As the Saints in Missouri were receiving severe persecution, losing their homes, and being threatened with death by their enemies, Joseph Smith sought the Lord in prayer and received a significant revelation for them and for us today. It contains a powerful truth concerning the perspective the Lord would have us possess regarding the experiences we have in mortality: “Wherefore, fear not even unto death; for in this world your joy is not full, but in me your joy is full. Therefore, care not for the body, neither the life of the body; but care for the soul, and for the life of the soul. And seek the face of the Lord always, that in patience ye may possess your souls, and ye shall have eternal life” (D&C 101:36–38).

Regardless of the adversities we may experience, as we accept the enabling power of the Atonement of Christ and the sustaining power that comes from our membership in His Church, we can be productive in helping to build the kingdom, and we will experience great joy and fulfillment.

Notes

[1] Joseph Smith, in B. H. Roberts, The Gospel: An Exposition of Its First Principles and Man’s Relationship to Deity (Salt Lake City: Deseret Book, 1965), 279.

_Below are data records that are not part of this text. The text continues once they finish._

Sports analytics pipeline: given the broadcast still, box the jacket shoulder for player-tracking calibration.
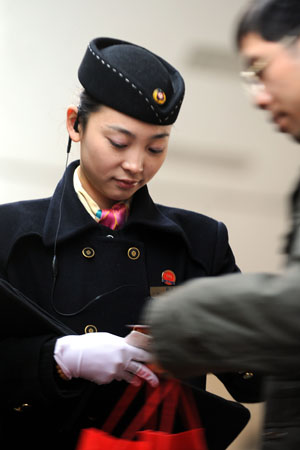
[157,205,239,275]
[0,198,50,266]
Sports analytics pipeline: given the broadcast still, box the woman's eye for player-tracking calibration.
[149,147,164,155]
[108,139,127,148]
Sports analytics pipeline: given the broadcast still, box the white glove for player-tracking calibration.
[54,333,159,387]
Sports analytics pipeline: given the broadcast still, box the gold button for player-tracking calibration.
[84,325,98,334]
[14,403,30,412]
[127,247,141,261]
[82,247,95,258]
[239,372,254,380]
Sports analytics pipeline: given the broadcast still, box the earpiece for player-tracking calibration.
[73,106,80,133]
[73,114,79,133]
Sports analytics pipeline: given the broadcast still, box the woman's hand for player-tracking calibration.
[54,333,159,387]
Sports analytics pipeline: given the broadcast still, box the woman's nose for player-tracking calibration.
[122,150,144,173]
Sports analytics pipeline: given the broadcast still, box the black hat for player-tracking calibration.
[78,38,184,125]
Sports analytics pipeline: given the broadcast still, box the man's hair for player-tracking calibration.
[235,0,300,48]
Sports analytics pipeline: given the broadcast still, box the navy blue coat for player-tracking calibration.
[0,162,261,450]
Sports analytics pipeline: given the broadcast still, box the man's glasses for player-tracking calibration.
[240,27,300,96]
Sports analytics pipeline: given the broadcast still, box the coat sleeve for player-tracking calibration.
[144,258,300,377]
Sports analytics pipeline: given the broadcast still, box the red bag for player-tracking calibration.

[2] George A. Smith, in The Teachings of Joseph Smith, ed. Larry E. Dahl and Donald Q. Cannon (Salt Lake City: Bookcraft, 1997), 195.

[3] Gordon B. Hinckley, in R. Scott Lloyd, “‘Little Colony’ Has Persisted for 150 Years,” Church News, 17 November 2001, 3.

[4] James E. Faust, in Conference Report, April 1997, 85; or Ensign, May 1997, 63.

[5] Eugene England, “The Church Is As True As the Gospel,” unpublished manuscript.

[6] Scott G. Kenney, ed., Wilford Woodruff’s Journal (Midvale, Utah: Signature Books, 1983), 3:190–91.

[7] Joseph Smith, History of the Church of Jesus Christ of Latter-day Saints, ed. B. H. Roberts, 2d ed., rev. (Salt Lake City: Deseret News, 1950), 6:134.

[8] Claire Noall, Intimate Disciple: A Portrait of Willard Richards, Apostle to Joseph Smith—Cousin of Brigham Young (Salt Lake City: University of Utah Press, 1957), 440.

[9] George Q. Cannon, Life of Joseph Smith the Prophet (Salt Lake City: Deseret Book, 1958), 524.

[10] Noall, Intimate Disciple, 440.

[11] John Jaques, in Stewart E. Glazier and Robert S. Clark, eds., Journal of the Trail (n.p., 1997), 63.

[12] Sarah DeArmon Pea Rich, in Glazier and Clark, Journal of the Trail, 3.

[13] In Gerald N. Lund, “The Fire of the Covenant,” in Every Good Thing: Talks from the 1997 BYU Women’s Conference, ed. Dawn Hall Anderson, Susette Fletcher Green, and Dlora Hall Dalton (Salt Lake City: Deseret Book, 1998), 272.

[14] Gordon B. Hinckley, “The Church Goes Forward,” Ensign, May 2002, 4.